(745f) Tunable Thermodynamic Activity of LaxSr1-XMnyAl1-YO3-δ (0 ≤ x ≤ 1, 0 ≤ y ≤ 1) Perovskites for Solar-Driven Splitting of CO2 and H2O

To guide the development of advanced metal oxides for solar-driven splitting of CO₂ and H₂O into CO, H₂ (syngas), and O₂, we investigate the equilibrium thermodynamics of a family of perovskites, i.e. La_xSr_1-xMn_yAl_1-yO_3-δ (La_0.6Sr_0.4Mn_0.4Al_0.6O_3-δ, La_0.6Sr_0.4Mn_0.8Al_0.2O_3-δ,La_0.4Sr_0.6Mn_0.6Al_0.4O_3-δ,La_0.4Sr_0.6Mn_0.8Al_0.2O_3-δ,La_0.2Sr_0.8Mn_0.8Al_0.2O_3-δ) and Ca-doped La_0.6Ca_0.4Mn_0.8Al_0.2O_3-δ for comparison. Oxygen nonstoichiometry measurements in the temperature range 1573 to 1773 K and oxygen partial pressure range 0.206 to 180.015 mbar O₂ showed tunable reduction extents increasing with increasing Sr content.

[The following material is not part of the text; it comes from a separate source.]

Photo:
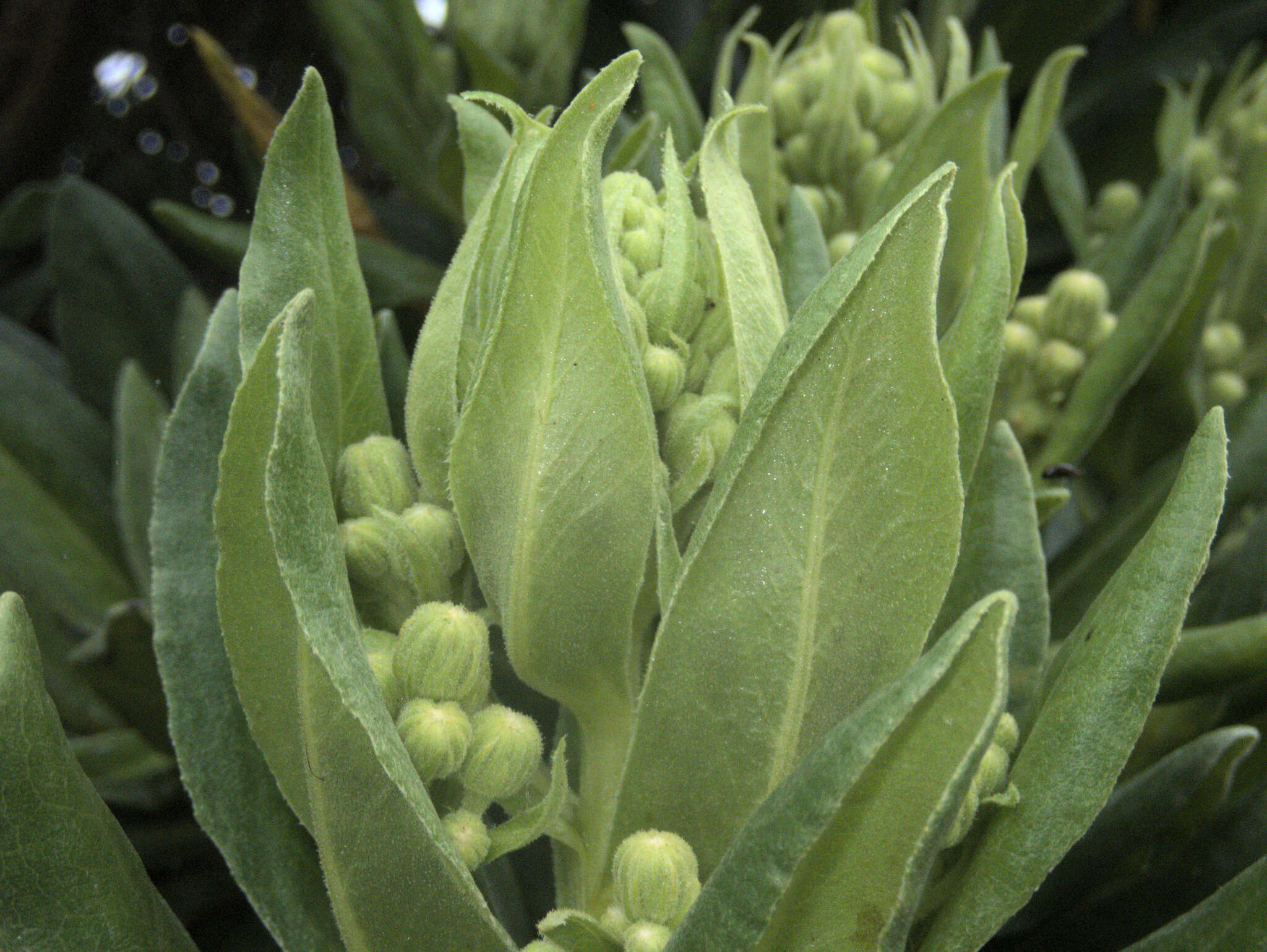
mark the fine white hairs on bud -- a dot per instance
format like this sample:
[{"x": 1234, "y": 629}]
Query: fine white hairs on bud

Maximum oxygen nonstoichiometry of 0.32 is established by La_0.2Sr_0.8Mn_0.8Al_0.2O_3-δ at 1773 K and 2.369 mbar O₂. The partial molar enthalpy, entropy and Gibbs free energy were extracted from the experimental data using defect models based on the two simultaneous redox couples Mn⁴⁺/Mn³⁺ and Mn³⁺/Mn²⁺ which describe the measured oxygen nonstoichiometry of all perovskites investigated in this work. While most perovskite compositions showed decreasing partial molar enthalpy with increasing oxygen nonstoichiometry, this desirable feature is most pronounced for La_0.6Sr_0.4Mn_0.4Al_0.6O_3-δ. Compared to state-of-the-art ceria, partial molar enthalpy and entropy values were found to be lower for all investigated perovskites, resulting in thermodynamically more favorable reduction but less favorable oxidation with CO₂, implying energy penalties due to larger temperature swings or large amounts of excess CO₂ or H₂O required. Generally, we observe changing the ratios of A-cations and B-cations influences redox thermodynamics significantly, while changing the ratio of B-cations alone has an only a minor effect on the materialâ??s thermodynamics. Using electronic structure theory, we conclude with a practical methodology to estimate the thermodynamic activity of perovskites in CO₂ and H₂O splitting.